Anqi_Wu · July 16, 2020, 6:03am

Hi,

thanks for pointing out the STA thing. That is a mistake. I forgot to divide it by sum(y). Sorry about that. For the binary y thing, I agree it’s a bit confused especially for people who already have some knowledge about poisson for spikes. It’s actually a bit tricky to layout these contents while maintaining the continuity. and I believe for beginners who don’t have much knowledge about noise, I hope it might not be too abrupt for them to see Gaussian for binary counts. this can be a helpful example to show that if you naively assume gaussian, you don’t get a good fit.

FedeClaudi · July 16, 2020, 7:17am

Hi,

Thanks for replying!

That’s fine, I was just pointing those things out so that if discussion gets bogged down on these issues during the tutorial we TA are aware of the issue and can swiftly move it forward.

It’s perfectly understandable that some small mistakes will be undetected during content creation.
As you say, experts won’t be too confused by it and most likely beginners won’t notice, so it shouldn’t be a problem

kevinwli · July 16, 2020, 9:14am

would you also agree that in video 1 6:45, there should not be a d in the first term?

decomite · July 16, 2020, 9:52am

Another point that I found a bit confusing in W1D4 - T1 - exercise 3 function fit_nlp :

The initial iterate for minimizing the negative log MLE is called x0 which might be confusing because this is similar to the name of the predictor matrix.

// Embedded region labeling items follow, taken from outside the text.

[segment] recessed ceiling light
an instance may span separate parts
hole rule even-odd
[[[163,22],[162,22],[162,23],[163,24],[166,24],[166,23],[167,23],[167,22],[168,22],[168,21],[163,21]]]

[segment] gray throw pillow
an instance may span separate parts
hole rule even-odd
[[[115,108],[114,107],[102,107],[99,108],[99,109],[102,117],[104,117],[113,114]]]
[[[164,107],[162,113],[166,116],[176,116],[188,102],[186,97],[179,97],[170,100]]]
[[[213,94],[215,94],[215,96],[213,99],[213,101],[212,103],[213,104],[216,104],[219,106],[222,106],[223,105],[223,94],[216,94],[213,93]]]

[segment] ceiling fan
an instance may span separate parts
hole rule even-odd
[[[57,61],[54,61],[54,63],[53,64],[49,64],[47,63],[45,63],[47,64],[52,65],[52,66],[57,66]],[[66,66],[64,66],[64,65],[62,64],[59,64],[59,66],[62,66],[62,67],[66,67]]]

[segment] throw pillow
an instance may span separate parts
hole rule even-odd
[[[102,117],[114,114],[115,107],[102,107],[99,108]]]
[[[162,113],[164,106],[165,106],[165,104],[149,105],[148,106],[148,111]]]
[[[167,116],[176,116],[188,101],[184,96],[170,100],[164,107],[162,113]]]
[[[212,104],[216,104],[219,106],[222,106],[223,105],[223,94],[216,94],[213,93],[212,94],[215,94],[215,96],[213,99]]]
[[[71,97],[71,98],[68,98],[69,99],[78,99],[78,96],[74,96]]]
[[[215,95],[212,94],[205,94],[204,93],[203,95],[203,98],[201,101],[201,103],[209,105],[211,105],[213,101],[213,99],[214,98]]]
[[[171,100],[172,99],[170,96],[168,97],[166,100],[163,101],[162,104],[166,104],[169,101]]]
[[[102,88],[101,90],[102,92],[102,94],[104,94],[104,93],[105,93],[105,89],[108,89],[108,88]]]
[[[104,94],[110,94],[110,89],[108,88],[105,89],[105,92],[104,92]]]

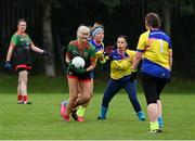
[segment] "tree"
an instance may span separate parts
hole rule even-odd
[[[54,50],[53,50],[53,34],[52,34],[52,0],[40,0],[43,10],[43,47],[46,50],[51,52],[51,59],[44,62],[44,69],[47,76],[55,76],[55,64],[54,64]]]

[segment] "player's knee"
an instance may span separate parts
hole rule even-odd
[[[69,101],[75,102],[76,100],[77,100],[77,95],[74,94],[69,97]]]
[[[89,95],[83,95],[82,99],[83,99],[86,102],[88,102],[88,101],[91,100],[91,94],[89,94]]]
[[[147,98],[146,101],[147,101],[147,105],[152,103],[157,103],[157,100],[154,98]]]

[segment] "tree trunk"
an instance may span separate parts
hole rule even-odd
[[[162,13],[164,13],[164,24],[165,30],[170,36],[171,35],[171,4],[167,0],[162,1]]]
[[[44,69],[47,76],[55,76],[55,65],[54,65],[54,51],[53,51],[53,36],[52,36],[52,18],[51,18],[51,5],[52,1],[47,0],[42,4],[43,8],[43,47],[51,53],[51,60],[44,61]]]

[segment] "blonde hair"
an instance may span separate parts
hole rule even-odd
[[[89,28],[88,26],[86,26],[86,25],[80,25],[80,26],[78,27],[78,29],[77,29],[77,38],[80,37],[80,33],[81,33],[81,31],[84,31],[84,33],[90,34],[90,28]]]

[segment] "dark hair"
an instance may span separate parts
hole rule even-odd
[[[128,43],[128,37],[127,37],[127,36],[119,35],[119,36],[117,37],[117,39],[118,39],[118,38],[123,38],[123,39],[126,40],[126,43]]]
[[[147,22],[148,26],[153,28],[160,28],[160,20],[159,16],[156,13],[148,13],[145,16],[145,22]]]
[[[24,18],[21,18],[21,20],[17,21],[17,26],[20,25],[21,22],[25,22],[26,23],[26,21]]]

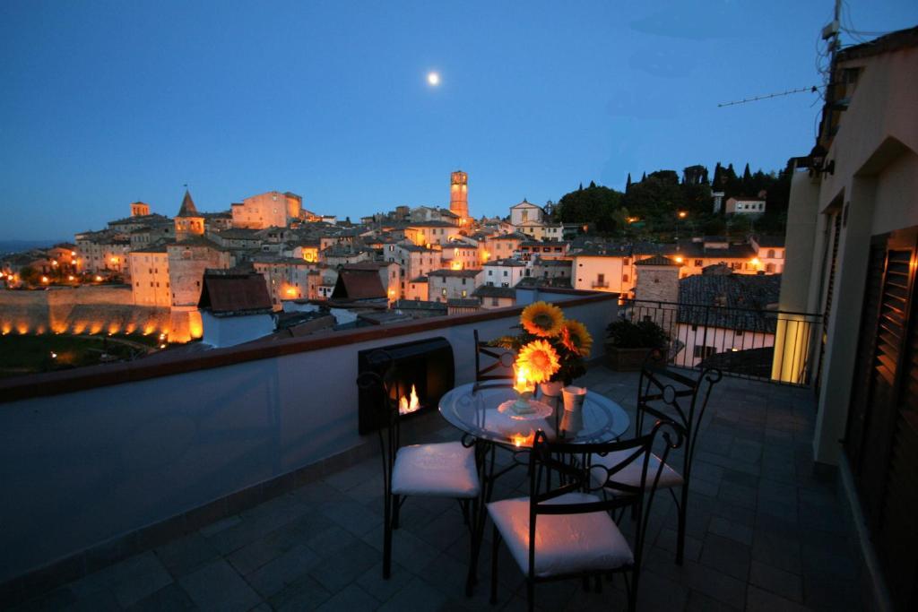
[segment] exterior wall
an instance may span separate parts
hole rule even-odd
[[[526,275],[525,266],[486,265],[478,278],[481,284],[495,287],[515,287]]]
[[[519,227],[527,221],[541,221],[543,217],[541,206],[529,202],[521,202],[510,208],[510,223]]]
[[[145,217],[150,214],[150,205],[143,202],[135,202],[130,205],[131,217]]]
[[[472,296],[475,288],[479,284],[477,277],[458,276],[428,276],[430,300],[431,302],[445,302],[453,299],[467,299]]]
[[[520,249],[520,239],[486,238],[484,245],[482,261],[493,261],[513,257],[513,253]]]
[[[169,253],[132,252],[129,255],[129,260],[134,304],[170,306],[172,291],[169,286]]]
[[[204,217],[176,217],[175,239],[181,241],[193,236],[204,236]]]
[[[234,346],[263,338],[274,330],[271,315],[244,315],[241,317],[214,317],[207,310],[201,313],[205,344],[215,348]]]
[[[129,252],[130,252],[129,241],[95,242],[80,239],[76,240],[77,265],[83,272],[129,273]]]
[[[624,261],[628,260],[628,264]],[[584,291],[628,294],[634,287],[631,258],[580,255],[574,257],[571,285]]]
[[[749,350],[762,349],[775,345],[775,335],[760,331],[743,331],[737,333],[734,329],[723,328],[706,328],[703,325],[690,326],[678,323],[676,326],[676,338],[682,341],[685,347],[678,351],[673,362],[679,367],[695,367],[703,360],[704,354],[695,354],[696,347],[710,347],[715,353],[726,352],[731,349]]]
[[[151,334],[169,329],[169,309],[134,306],[127,285],[0,291],[4,334]]]
[[[761,215],[765,212],[765,200],[727,198],[728,215]]]
[[[565,311],[601,338],[615,304],[589,301]],[[485,317],[460,324],[440,317],[442,327],[422,331],[386,326],[370,339],[359,330],[353,338],[364,339],[263,353],[223,367],[201,369],[202,357],[195,355],[174,364],[185,370],[180,373],[6,403],[0,583],[364,443],[375,445],[357,433],[357,351],[442,336],[453,346],[456,384],[470,383],[473,329],[482,338],[513,333],[519,311]],[[350,332],[342,334],[346,339]],[[602,350],[601,342],[594,345],[597,357]]]
[[[678,268],[655,265],[642,265],[637,268],[637,284],[634,287],[636,299],[678,302]]]
[[[478,270],[481,263],[478,250],[472,245],[453,244],[443,247],[441,261],[442,268],[451,270]]]
[[[233,228],[264,229],[266,228],[285,228],[287,225],[287,196],[276,191],[269,191],[242,200],[241,204],[230,206]]]
[[[486,310],[493,310],[494,308],[506,308],[508,306],[515,306],[516,298],[513,297],[482,297],[481,298],[481,307]]]
[[[407,300],[430,300],[429,283],[405,283],[405,299]]]
[[[794,285],[802,284],[799,277],[805,275],[807,262],[798,263],[793,250],[805,245],[808,238],[815,254],[809,266],[808,306],[812,312],[820,311],[823,305],[814,297],[812,288],[824,286],[828,281],[823,229],[839,203],[843,210],[847,208],[838,244],[836,298],[826,323],[813,438],[816,461],[830,464],[839,461],[837,440],[844,438],[847,423],[857,348],[856,322],[861,316],[870,239],[890,229],[918,225],[918,117],[912,110],[918,107],[918,88],[908,86],[912,75],[918,73],[918,49],[865,58],[851,65],[863,65],[865,69],[826,156],[834,161],[834,172],[823,175],[812,189],[792,191],[789,217],[805,217],[812,207],[810,198],[816,190],[817,215],[807,219],[807,225],[812,225],[815,230],[809,237],[795,236],[791,241],[789,228],[785,268],[786,275],[794,279]],[[793,299],[799,300],[800,293],[795,291]],[[784,300],[782,292],[782,303]]]
[[[231,264],[230,253],[210,247],[170,244],[169,284],[174,306],[197,306],[201,280],[207,268],[225,270]]]
[[[309,271],[312,265],[297,261],[254,261],[255,272],[264,277],[274,310],[280,310],[286,300],[309,296]]]

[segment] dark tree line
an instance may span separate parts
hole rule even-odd
[[[710,180],[705,166],[693,165],[681,176],[674,170],[658,170],[633,182],[629,173],[624,193],[593,182],[586,188],[581,184],[562,196],[555,216],[565,223],[592,223],[606,234],[648,238],[680,228],[696,234],[783,233],[789,190],[790,174],[786,171],[753,172],[746,163],[739,176],[732,163],[724,167],[718,162]],[[728,217],[722,207],[715,214],[712,192],[723,194],[724,205],[732,196],[761,195],[766,213],[755,218]],[[685,216],[679,217],[679,212]]]

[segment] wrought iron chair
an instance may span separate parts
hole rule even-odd
[[[530,496],[487,505],[494,523],[491,556],[491,603],[497,603],[498,552],[500,541],[526,575],[526,598],[533,609],[535,584],[580,577],[597,584],[610,573],[624,574],[630,610],[637,606],[641,561],[654,494],[660,481],[648,458],[655,446],[666,461],[682,443],[677,428],[661,421],[649,433],[633,440],[597,444],[549,442],[536,434],[530,459]],[[620,461],[609,465],[590,463],[591,457],[615,453]],[[637,484],[618,479],[635,469]],[[558,478],[553,478],[553,474]],[[559,484],[553,486],[553,481]],[[618,495],[597,495],[604,489]],[[634,506],[637,525],[629,545],[610,513]]]
[[[385,351],[379,353],[371,355],[377,371],[362,373],[357,385],[378,394],[379,406],[385,411],[378,434],[384,488],[383,578],[387,580],[392,571],[392,531],[398,529],[398,514],[406,498],[455,498],[462,506],[465,525],[474,534],[478,514],[478,504],[475,502],[481,485],[474,448],[458,441],[401,445],[401,419],[395,393],[397,373],[391,360],[386,362]]]
[[[650,418],[671,422],[685,438],[682,459],[674,458],[672,465],[652,455],[652,465],[660,466],[659,487],[669,489],[678,514],[678,536],[676,544],[676,562],[682,564],[685,556],[686,516],[688,506],[689,480],[692,460],[698,443],[699,425],[704,417],[713,386],[722,377],[716,368],[702,370],[698,378],[666,367],[666,355],[653,351],[641,369],[638,384],[637,410],[634,419],[634,435],[641,436],[644,420]],[[596,457],[594,462],[611,463],[618,460],[615,454]],[[672,466],[675,465],[679,471]],[[620,478],[636,484],[640,473],[636,470],[623,471]],[[676,489],[679,489],[677,495]],[[614,492],[610,492],[614,495]]]
[[[487,341],[475,334],[475,386],[474,390],[489,386],[513,385],[513,361],[516,356],[509,349],[488,346]],[[484,362],[484,363],[483,363]]]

Might be better to call it theta0 for consistency.

FedeClaudi · July 16, 2020, 10:33am

Something some of the students got confused about from T1E3:

Our function returns yhat = np.exp(X @ theta) and throughout the videos and text y is used to refer to the spike count while X @ theta in the text is called lambda or firing rate: 𝜆=exp(𝑋⊤𝜃).

So our function really returns lambda which would then be the parameter of the Poisson distribution, but we never bother with that and just plot lambda. The students where confused about why do we just plot lambda.
My answer is that in a Poisson distribution lambda is the mean of the distribution so plotting that gives a good intuition of the model’s predictions, but I’m not sure if this is the correct answer.